Patrick Swift: 120   quotes 1   like

“Since the deepest and truest dilemma, from which all good art springs, is the human condition we have every right to regard the needs of our own consciousness as the final court in judging the merit of a work of art, we have in fact a moral obligation to do so. This demands the precise honesty from the spectator as was required from the artist in making the painting. It is their common ground, the area within which communication can occur.”

Italian Report (1955)
Context: A more rewarding approach to painting, in my opinion the only valid one, is to regard it as a deeply personal and private activity and to remember that even when the painter works directly for the public — when there is sufficient common ground to allow him to do so — the real merit of the work will depend on the personal vision of the artist and the work will only be truly understood if it is approached by each in the same spirit as the painter painted it. We must be willing to assume the same sort of responsibility and share the dilemma out of which the work was created in order to be able to feel with the artist. Since the deepest and truest dilemma, from which all good art springs, is the human condition we have every right to regard the needs of our own consciousness as the final court in judging the merit of a work of art, we have in fact a moral obligation to do so. This demands the precise honesty from the spectator as was required from the artist in making the painting. It is their common ground, the area within which communication can occur. Art in the end speaks to the secret soul of the individual and of the most secret sorrows. For this reason it is true that the development that produces great art is a moral and not an aesthetic development..

“It is the transcendent imagination working on this material that releases the mysterious energies which move and speak of deepest existence.”

"The Painter in the Press", X magazine, Vol. I, No.4 (October 1960).
Context: Art on the other hand speaks to us of resignation and rejoicing in reality, and does so through a transformation of our experience of the world into an order wherein all facts become joyous; the more terrible the material the greater the artistic triumph. This has nothing at all to do with "a constant awareness of the problems of our time" or any other vague public concern. It is a transformation that is mysterious, personal and ethical. And the moral effect of art is only interesting when considered in the particular. For it is always the reality of the particular that provides the occasion and the spring of art — it is always "those particular trees/ that caught you in their mysteries" or the experience of some loved object. Not that the matter rests here. It is the transcendent imagination working on this material that releases the mysterious energies which move and speak of deepest existence.

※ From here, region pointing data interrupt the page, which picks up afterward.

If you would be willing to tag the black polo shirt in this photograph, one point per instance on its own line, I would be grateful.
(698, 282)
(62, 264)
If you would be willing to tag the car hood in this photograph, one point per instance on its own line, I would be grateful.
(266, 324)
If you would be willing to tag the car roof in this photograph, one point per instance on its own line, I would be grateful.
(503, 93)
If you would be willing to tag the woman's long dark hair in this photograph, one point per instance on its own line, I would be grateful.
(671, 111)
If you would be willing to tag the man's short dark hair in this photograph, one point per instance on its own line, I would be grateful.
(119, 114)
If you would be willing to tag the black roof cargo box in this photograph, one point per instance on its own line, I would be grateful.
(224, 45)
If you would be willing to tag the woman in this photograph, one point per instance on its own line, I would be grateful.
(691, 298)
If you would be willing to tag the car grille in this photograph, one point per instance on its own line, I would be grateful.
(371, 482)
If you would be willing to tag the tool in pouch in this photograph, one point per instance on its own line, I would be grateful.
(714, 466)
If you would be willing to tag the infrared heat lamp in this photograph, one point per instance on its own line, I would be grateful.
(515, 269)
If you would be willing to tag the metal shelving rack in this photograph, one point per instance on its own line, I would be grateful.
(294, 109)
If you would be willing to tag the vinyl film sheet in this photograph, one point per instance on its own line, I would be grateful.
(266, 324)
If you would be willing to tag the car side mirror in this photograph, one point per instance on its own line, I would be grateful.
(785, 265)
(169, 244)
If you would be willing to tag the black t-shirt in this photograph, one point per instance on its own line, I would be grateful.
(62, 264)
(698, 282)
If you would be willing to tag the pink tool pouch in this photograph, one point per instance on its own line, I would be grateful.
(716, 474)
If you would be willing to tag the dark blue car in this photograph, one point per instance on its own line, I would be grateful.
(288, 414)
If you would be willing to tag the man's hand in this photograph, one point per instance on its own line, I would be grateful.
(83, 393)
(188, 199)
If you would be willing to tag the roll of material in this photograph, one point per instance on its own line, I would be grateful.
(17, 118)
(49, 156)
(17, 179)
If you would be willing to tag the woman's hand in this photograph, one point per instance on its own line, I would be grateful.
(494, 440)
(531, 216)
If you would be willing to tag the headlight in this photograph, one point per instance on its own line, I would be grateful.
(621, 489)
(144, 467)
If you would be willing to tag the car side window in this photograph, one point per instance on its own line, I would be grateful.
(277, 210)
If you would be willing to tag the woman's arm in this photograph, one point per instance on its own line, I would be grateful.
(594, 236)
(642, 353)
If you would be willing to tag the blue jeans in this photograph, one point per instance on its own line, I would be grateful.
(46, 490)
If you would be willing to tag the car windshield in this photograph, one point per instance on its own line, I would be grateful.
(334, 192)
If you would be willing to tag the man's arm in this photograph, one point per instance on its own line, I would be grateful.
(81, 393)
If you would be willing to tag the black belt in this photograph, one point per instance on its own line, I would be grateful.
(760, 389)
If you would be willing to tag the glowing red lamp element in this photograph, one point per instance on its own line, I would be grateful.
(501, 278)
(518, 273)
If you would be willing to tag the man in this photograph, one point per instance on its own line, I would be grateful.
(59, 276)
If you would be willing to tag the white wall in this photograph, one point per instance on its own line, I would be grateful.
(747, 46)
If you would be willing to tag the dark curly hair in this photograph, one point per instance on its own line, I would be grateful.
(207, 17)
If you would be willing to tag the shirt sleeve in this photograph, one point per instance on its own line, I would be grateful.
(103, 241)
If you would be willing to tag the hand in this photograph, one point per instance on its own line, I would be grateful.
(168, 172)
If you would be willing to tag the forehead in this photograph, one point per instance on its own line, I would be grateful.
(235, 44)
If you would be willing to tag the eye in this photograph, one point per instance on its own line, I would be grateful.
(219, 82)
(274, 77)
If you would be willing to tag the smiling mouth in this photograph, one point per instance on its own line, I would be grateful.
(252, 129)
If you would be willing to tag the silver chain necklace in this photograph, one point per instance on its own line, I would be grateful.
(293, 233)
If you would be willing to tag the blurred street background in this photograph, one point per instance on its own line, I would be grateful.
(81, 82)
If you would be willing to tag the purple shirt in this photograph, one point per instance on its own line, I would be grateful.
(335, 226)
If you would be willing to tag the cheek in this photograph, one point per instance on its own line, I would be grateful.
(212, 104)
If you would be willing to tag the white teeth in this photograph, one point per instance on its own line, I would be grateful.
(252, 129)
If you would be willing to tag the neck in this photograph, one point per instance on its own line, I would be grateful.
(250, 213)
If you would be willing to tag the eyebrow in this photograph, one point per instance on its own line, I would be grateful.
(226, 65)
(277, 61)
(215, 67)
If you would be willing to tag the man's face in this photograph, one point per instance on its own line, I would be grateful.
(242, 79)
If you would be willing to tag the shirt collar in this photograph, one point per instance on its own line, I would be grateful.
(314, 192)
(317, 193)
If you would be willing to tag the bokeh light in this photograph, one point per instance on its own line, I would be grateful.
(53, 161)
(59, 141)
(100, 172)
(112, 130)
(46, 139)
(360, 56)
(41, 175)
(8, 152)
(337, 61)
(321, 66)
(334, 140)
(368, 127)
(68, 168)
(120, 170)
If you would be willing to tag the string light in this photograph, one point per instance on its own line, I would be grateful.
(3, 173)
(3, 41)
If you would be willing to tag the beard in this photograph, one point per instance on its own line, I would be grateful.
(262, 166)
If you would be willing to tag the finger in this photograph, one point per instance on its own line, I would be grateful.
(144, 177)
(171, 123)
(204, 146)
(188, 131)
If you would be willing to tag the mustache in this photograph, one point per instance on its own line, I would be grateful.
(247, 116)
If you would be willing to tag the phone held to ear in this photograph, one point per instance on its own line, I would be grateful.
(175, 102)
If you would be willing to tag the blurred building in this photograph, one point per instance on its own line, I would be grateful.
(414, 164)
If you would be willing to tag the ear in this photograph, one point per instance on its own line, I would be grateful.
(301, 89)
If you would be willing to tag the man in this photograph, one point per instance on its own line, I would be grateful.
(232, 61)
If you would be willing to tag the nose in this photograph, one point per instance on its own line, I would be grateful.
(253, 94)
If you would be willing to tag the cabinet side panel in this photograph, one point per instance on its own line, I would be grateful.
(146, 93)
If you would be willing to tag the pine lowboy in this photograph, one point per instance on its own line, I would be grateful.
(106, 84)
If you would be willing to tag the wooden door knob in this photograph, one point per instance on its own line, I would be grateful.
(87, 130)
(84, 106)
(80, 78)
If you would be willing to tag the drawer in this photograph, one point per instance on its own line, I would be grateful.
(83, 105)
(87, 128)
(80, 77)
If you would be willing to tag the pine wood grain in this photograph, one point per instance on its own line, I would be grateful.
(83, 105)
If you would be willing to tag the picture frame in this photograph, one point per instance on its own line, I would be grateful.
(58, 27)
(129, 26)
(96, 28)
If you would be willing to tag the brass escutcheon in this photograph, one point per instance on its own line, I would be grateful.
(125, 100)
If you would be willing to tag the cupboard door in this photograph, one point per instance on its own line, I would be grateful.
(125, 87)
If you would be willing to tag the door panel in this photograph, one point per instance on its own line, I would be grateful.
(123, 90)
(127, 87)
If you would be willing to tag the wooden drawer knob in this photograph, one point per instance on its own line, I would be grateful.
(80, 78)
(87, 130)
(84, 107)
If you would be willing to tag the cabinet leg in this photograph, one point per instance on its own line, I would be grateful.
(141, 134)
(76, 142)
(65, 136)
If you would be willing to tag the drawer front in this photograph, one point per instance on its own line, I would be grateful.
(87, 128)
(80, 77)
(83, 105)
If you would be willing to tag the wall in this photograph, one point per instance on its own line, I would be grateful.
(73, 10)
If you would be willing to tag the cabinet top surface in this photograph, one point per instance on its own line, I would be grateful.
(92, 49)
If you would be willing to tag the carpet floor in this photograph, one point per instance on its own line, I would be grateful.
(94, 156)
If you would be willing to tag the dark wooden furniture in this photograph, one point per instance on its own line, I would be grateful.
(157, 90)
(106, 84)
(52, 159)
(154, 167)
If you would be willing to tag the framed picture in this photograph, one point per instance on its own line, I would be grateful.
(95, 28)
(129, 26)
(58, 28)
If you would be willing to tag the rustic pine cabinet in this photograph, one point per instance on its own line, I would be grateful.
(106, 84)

“Each work of art is a complete entity existing in its own right and by its own particular logic.”

Nano Reid (1950)
Context: Each work of art is a complete entity existing in its own right and by its own particular logic. It has its own reality and is independent of any particular creed or theory as a justification for its existence. This is not to say that artistic development may be considered as a self-sufficient process unrelated to social reality, because art is always concerned with the deeper and fundamentally human things; and any consideration of art is a consideration of humanity. But it does mean that we cannot apply the principles and logic of the past to a new work of art and hope to understand it. The eternal verities with which the artist is concerned do not change, but our conception of art does, as does our conception of form, and these must be extended if we are to understand fully and basically the meaning of a new work. It is a complex matter, but the elemental principles are always simple. The mass of modern art theory that developed around the fantastic changes of this century's painting can be largely ignored; only one or two fundamental principles are important. Probably most important in the new aesthetics from the painter's point of view was the statement of Degas, seventy years ago, in his unheeded advice to the Impressionists. He spoke then of a "Transformation in which imagination collaborates with memory... It is very well to copy what one sees; it is much better to draw what one has retained in one's memory”…This attitude, and all it implies, underlines the work of practically every painter of importance since 1900. Ultimately, it meant that the day of stage props and models was gone, and that imagination was recognised as the most important quality in an artist.

“In the remote purity of his solitariness, where the work of art is made, the artist is supremely the anti-social creature.”

X magazine (1959-62)
Context: It is not necessary to subscribe to the tiresome conception of the artist as rampaging Bohemian to understand that the activity of painting is socially useless, or at best occupies a dubious position... In the remote purity of his solitariness, where the work of art is made, the artist is supremely the anti-social creature.